What is ABC's relationship with the American Bankruptcy Institute (ABI) and the Commercial Law League of America (CLLA)?
Both organizations are sponsors of ABC, and ABC is considered the certifying organization for both entities. While ABC values its strong relationship with both organizations, ABC is incorporated as a separate non-profit organization.
Does my state recognize certification?
Please refer to the section of the ABC website regarding State Approaches to Certification.
What is the total cost to become certified?
There is an application fee of $495 which must be paid prior to sitting for the exam. The exam fee is $125. For the entire ABC Fee Schedule, click here.
I want to get certified in 2 specialties. What is the fee for the 2nd application and exam?
The application fee for the 2nd specialty is $300. There is no exam fee for the 2nd specialty (unless the exam is taken in-office). The same fees would apply to a 3rd specialty ($300).
Can I take 2 exams in one day?
No. While all exams are offered on any given test date, an examinee can only take one exam in one day. All exams are allotted up to 6 hours, therefore, taking more than one exam would make for a very long day!
I want to get certified in both business and consumer bankruptcy. Am I required to complete the General Bankruptcy and Ethics Essay sections twice?

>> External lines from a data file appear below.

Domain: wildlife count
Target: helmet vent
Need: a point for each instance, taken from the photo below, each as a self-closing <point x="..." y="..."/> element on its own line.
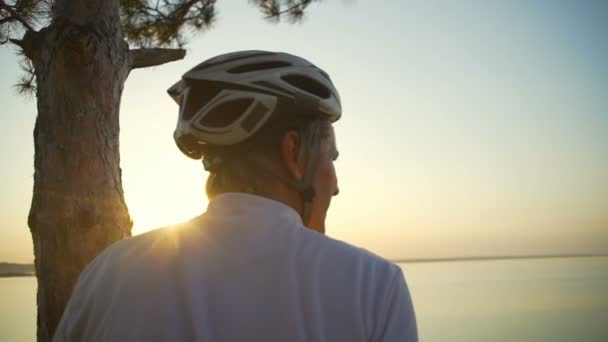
<point x="258" y="66"/>
<point x="196" y="99"/>
<point x="225" y="113"/>
<point x="257" y="114"/>
<point x="308" y="85"/>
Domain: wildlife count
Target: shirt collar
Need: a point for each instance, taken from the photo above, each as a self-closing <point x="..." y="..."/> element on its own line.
<point x="237" y="203"/>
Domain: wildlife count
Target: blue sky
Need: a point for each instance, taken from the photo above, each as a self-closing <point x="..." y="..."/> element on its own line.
<point x="469" y="127"/>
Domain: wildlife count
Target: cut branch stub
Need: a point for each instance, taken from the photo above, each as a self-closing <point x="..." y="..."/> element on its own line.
<point x="143" y="58"/>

No. For example, if you take the entire business bankruptcy exam and pass it and then want to take the consumer exam, you would only need to complete the Consumer Sub-specialty Section of the exam (approximately 3 hours for 2 essay questions).
I am a consumer bankruptcy attorney with a high volume practice, and I rarely, if ever, handle DISPUTED bankruptcy cases. How do I meet the substantial involvement requirement of Rule 3.1.3 (a) which requires substantial participation in at least thirty adversary proceedings or contested cases?

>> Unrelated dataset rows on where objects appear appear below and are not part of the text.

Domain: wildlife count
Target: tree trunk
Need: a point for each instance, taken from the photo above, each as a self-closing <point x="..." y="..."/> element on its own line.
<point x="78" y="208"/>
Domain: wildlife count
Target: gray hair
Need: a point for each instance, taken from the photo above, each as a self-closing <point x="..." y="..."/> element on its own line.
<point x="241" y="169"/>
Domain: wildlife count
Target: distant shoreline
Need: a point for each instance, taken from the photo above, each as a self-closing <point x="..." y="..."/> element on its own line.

A high percentage of adversary matters settle and such situations certainly count towards this requirement. Looking at the range of matters covered by Federal Rules of Bankruptcy Procedure 7001 and 9014 many are standard issues that must be addressed by Motion, if not a Complaint, in many Chapter 13 proceedings. To name a few: reimbursement of fees, lien avoidance, extent of lien determination, exemptions, sale of property under 363, turnover of property, discharges, claim determination, Chapter 13 Plan confirmation, tax issues, payment terms, insurance issues, need to extend Chapter 13 Plan, dismissal of Plan, Plan modification, Plan priorities, and many others. Under any of these topics five matters may be listed. An attorney with a volume of cases may have to present fees to the Court under the review of the Chapter 13 Trustee, some lien perfection issues tend to crop up, as well as Plan modification if clients have a change in economic circumstances during the Plan period. It is not unusual to determine what aspects of a mortgage gets paid within and without a Plan which requires resolution of concerns raised formally or informally by the Chapter 13 Trustee.

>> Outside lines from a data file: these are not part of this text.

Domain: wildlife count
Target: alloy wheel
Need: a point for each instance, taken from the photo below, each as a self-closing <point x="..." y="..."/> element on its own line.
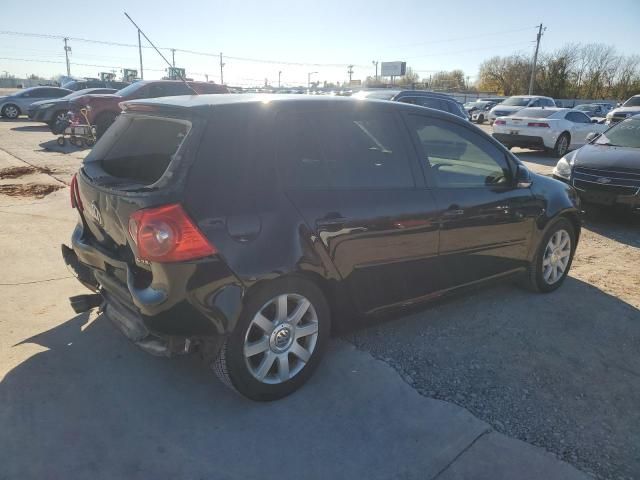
<point x="11" y="112"/>
<point x="556" y="256"/>
<point x="281" y="338"/>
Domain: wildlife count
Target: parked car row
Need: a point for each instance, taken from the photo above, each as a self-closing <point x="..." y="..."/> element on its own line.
<point x="555" y="130"/>
<point x="606" y="171"/>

Once I am certified, what will be required?
Each year, certified attorneys must return an Annual Statement and fee of $350 per specialty area ($50 discount provided for 2nd and 3rd specialties). By signing the Annual Statement, an attorney is verifying that they continue to meet the requirements for certification. If initially certified prior to September 1st, the new member will be required to complete the Annual Statement and pay the fee for the upcoming year, prior to December 31st. If initially certified after September 1st, the new member will be required to complete the Annual Statement only.
Every 5 years, a Recertification Application must be completed that requires submission of CLE hours and names of references. (Initial certification is valid for 4 years, but subsequent recertifications are valid for 5 years). The Recertification fee is $275 per specialty. Note that CLE hours are not submitted annually. There is no examination administered for Recertification.